We performed verification with Confluent Platform 6.2 Tiered Storage in NetApp StorageGRID. The NetApp and Confluent teams worked on this verification together and ran the test cases required for verification.
Confluent Platform setup
We used the following setup for verification.
For verification, we used three zookeepers, five brokers, five test-script executing servers, named tools servers with 256GB RAM, and 16 CPUs. For NetApp storage, we used StorageGRID with an SG1000 load balancer with four SGF6024s. The storage and brokers were connected via 100GbE connections.
The following figure shows the network topology of configuration used for Confluent verification.
The tools servers act as application clients that send requests to Confluent nodes.
Confluent tiered storage configuration
The tiered storage configuration requires the following parameters in Kafka:
Confluent.tier.archiver.num.threads=16 confluent.tier.fetcher.num.threads=32 confluent.tier.enable=true confluent.tier.feature=true confluent.tier.backend=S3 confluent.tier.s3.bucket=kafkasgdbucket1-2 confluent.tier.s3.region=us-west-2 confluent.tier.s3.cred.file.path=/data/kafka/.ssh/credentials confluent.tier.s3.aws.endpoint.override=http://kafkasgd.rtpppe.netapp.com:10444/ confluent.tier.s3.force.path.style.access=true
For verification, we used StorageGRID with the HTTP protocol, but HTTPS also works. The access key and secret key are stored in the file name provided in the
NetApp object storage - StorageGRID
We configured single-site configuration in StorageGRID for verfication.
We completed the following five test cases for the verification. These tests are executed on the Trogdor framework. The first two were functionality tests and the remaining three were performance tests.

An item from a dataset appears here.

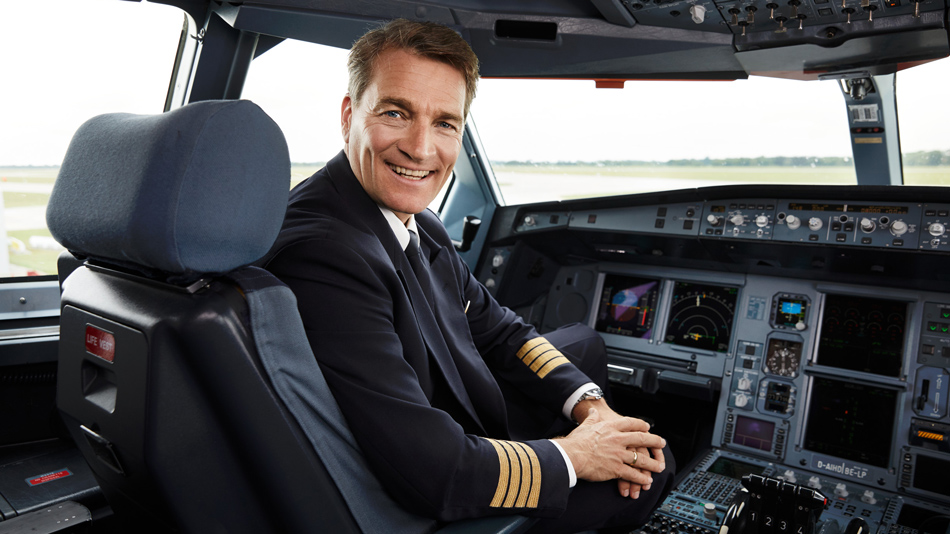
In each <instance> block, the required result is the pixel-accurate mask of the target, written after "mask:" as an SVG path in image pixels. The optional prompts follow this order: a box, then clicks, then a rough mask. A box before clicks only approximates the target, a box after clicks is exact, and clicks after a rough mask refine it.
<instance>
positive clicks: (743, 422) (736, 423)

Object store correctness test
This test determines whether all basic operations (for example, get/put/delete) on the object store API work well according to the needs of tiered storage. It is a basic test that every object store service should expect to pass ahead of the following tests. It is an assertive test that either passes or fails.
Tiering functionality correctness test
This test determines if end-to-end tiered storage functionality works well with an assertive test that either passes or fails. The test creates a test topic that by default is configured with tiering enabled and highly a reduced hotset size. It produces an event stream to the newly created test topic, it waits for the brokers to archive the segments to the object store, and it then consumes the event stream and validates that the consumed stream matches the produced stream. The number of messages produced to the event stream is configurable, which lets the user generate a sufficiently large workload according to the needs of testing. The reduced hotset size ensures that the consumer fetches outside the active segment are served only from the object store; this helps test the correctness of the object store for reads. We have performed this test with and without an object-store fault injection. We simulated node failure by stopping the service manager service in one of the nodes in StorageGRID and validating that the end-to-end functionality works with object storage.
Tier fetch benchmark
This test validated the read performance of the tiered object storage and checked the range fetch read requests under heavy load from segments generated by the benchmark. In this benchmark, Confluent developed custom clients to serve the tier fetch requests.
Produce-consume workload benchmark
This test indirectly generated write workload on the object store through the archival of segments. The read workload (segments read) was generated from object storage when consumer groups fetched the segments. This workload was generated by the test script. This test checked the performance of read and write on the object storage in parallel threads. We tested with and without object store fault injection as we did for the tiering functionality correctness test.
Retention workload benchmark
This test checked the deletion performance of an object store under a heavy topic-retention workload. The retention workload was generated using a test script that produces many messages in parallel to a test topic. The test topic was configuring with an aggressive size-based and time-based retention setting that caused the event stream to be continuously purged from the object store. The segments were then archived. This led to a large number of deletions in the object storage by the broker and collection of the performance of the object-store delete operations.